Qui ne connaît pas "le fruit défendu" qu’Ève donne à Adam dans le Livre de la Genèse ? Les fruits sont nombreux dans la Bible. Ils sont chargés d'une forte puissance symbolique, que l'on est invités à interpréter sans cesse. Au fond, ils nous parlent de notre relation à Dieu, de notre capacité à accueillir ses dons et à donner à notre tour.

 

"Qu'est-ce que ça veut dire mettre la main sur le fruit de la connaissance du bien et du mal ?" ©Unsplash "Qu'est-ce que ça veut dire mettre la main sur le fruit de la connaissance du bien et du mal ?" ©Unsplash

 

Les textes bibliques, on peut les relire sans cesse, et toujours y trouver quelque chose de nouveau à méditer. Après la symbolique du parfum et son ouvrage "Tu m'as consacré d'un parfum de joie" (éd. Cerf, 2019), Sœur Anne Lécu s’intéresse aux fruits dans la Bible. Son livre "Afin que vous donniez du fruit" (2022) lui a notamment été inspiré par les révélations d’abus spirituels et d’agressions sexuelles commis par des fondateurs de communautés religieuses. Peut-on juger l’arbre à ses fruits ? Que penser des communautés de ces fondateurs abuseurs qui ont attiré tant de jeunes gens ? Dans son livre, la religieuse dominicaine, médecin en milieu pénitentiaire, ne livre pas une réflexion sur la crise que traverse l’Église – celle-ci est "en filigrane". À travers une lecture renouvelée de la Bible, elle propose une réflexion sur le juste rapport à l’autre ou la parole vraie.

 

La pomme d’Ève et le juste rapport à l’autre

Dans la Genèse, il est question de l’arbre de la connaissance du bien et du mal. Arbre dont il ne faut pas manger le fruit mais qu’Ève, influencée par le serpent, cueille quand même. "En Occident, et dans le monde latin, observe Anne Lécu, on a assez vite lu ces textes comme étant le fruit de la convoitise de la chair. Mais quand on regarde ce que disent les frères chrétiens d’Orient c’est tout autant la convoitise de l’esprit : donc ça peut être la convoitise de la connaissance, du jugement…"

"Croquer la pomme" est devenu une expression du langage courant, à connotation sexuelle. (Notons que les textes ne parlent pas d’une pomme mais d’un fruit !) Pour la religieuse, il faut "aller au-delà d’une histoire de sexe et de relations interdites". La question qu’invite à se poser ce passage de la Genèse est : "Qu’est-ce que ça veut dire mettre la main sur le fruit de la connaissance et du bien et du mal ? Qu’est-ce que ça veut dire décider par soi-même de ce qui est bien et de ce qui est mal ?"

Pour Anne Lécu, le tort d’Ève c’est de croire "que l’on peut posséder". En hébreu, le verbe utilisé pour décrire le geste d’Ève de prendre le fruit est un mot uniquement attribué à Dieu. "Seul Dieu peut prendre."

 

Le figuier, l’arbre de la connaissance… ou du jugement ?

Célèbre commentateur juif du Moyen Âge, Rachi pensait que l’arbre de la connaissance du bien et du mal était un figuier. De fait, dans la Bible, l’étude et le travail intellectuel sont souvent liés à cet arbre, observe Anne Lécu. Connaissance ou jugement ? 

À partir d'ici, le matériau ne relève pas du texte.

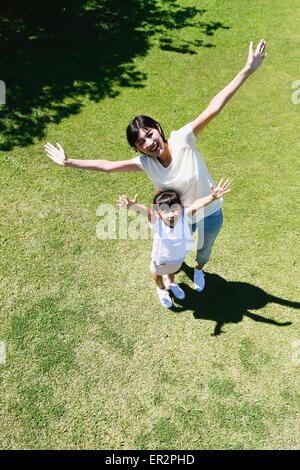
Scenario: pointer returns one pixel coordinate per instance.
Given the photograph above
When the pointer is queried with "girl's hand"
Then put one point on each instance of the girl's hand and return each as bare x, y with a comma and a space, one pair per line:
58, 156
125, 202
220, 190
255, 59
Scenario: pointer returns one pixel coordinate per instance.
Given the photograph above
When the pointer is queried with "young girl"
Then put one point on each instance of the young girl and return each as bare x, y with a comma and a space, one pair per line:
173, 238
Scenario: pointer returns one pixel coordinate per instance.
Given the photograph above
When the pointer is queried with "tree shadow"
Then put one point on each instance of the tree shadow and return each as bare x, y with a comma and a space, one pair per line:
57, 54
228, 302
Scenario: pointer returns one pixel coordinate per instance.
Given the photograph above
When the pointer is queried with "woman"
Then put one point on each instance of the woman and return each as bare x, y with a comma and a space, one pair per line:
176, 163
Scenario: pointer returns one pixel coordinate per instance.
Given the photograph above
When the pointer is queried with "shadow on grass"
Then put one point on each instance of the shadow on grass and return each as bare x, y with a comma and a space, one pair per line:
228, 302
56, 54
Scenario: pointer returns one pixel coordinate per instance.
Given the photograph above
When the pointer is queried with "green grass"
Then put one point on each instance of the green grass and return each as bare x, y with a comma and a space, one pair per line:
93, 360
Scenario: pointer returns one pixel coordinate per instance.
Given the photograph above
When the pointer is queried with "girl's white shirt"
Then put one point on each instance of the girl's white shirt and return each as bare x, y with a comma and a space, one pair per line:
171, 245
187, 173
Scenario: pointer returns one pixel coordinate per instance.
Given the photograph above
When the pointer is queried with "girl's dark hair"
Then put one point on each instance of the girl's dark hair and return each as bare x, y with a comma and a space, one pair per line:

Dans l’évangile, Zachée grimpe dans un sycomore (c'est-à-dire un type de figuier) pour voir Jésus. "Il est comme un fruit dans un arbre", note la dominicaine et Jésus lève les yeux vers lui. Or, "il y a peu d’endroits où Jésus lève les yeux, en général, c’est pour prier son père". Dans ce passage de l’évangile, Zachée, chef des collecteurs d’impôts vu comme un pécheur, était sévèrement par les siens. Mais il se révèle généreux, "ce que personne n’avait vu", soulève Anne Lécu. La connaissance du bien et du mal est parfois proche de la "tentation du jugement" et de la "tendance parfois à juger l’autre pécheur".

 

Le blé et le besoin d'une parole juste

Dans la Bible, l’image du blé a souvent "une dimension très christique" : il est dit en effet que le grain doit mourir pour que l’épis de blé puisse grandir. "Le mystère pascal n’est pas très loin", note Anne Lécu.

Avec l’image du blé il y a aussi celle de la bonne ou de la mauvaise terre et de tout ce qui peut empêcher la graine de germer. "Donc tout ce qui serait faux, explique la religieuse, les pseudo prophètes, le pseudo messie… ceux qui font croire qu’ils sont l’avenir. On pourrait dire les pseudo thérapeutes aujourd’hui."

La terre c’est aussi l’intériorité : comment nourrissons-nous notre vie intérieure pour grandir ? "La bonne terre, la parole vraie, c’est une parole juste, ajustée, qui ne cherche pas à séduire, à raconter des faussetés."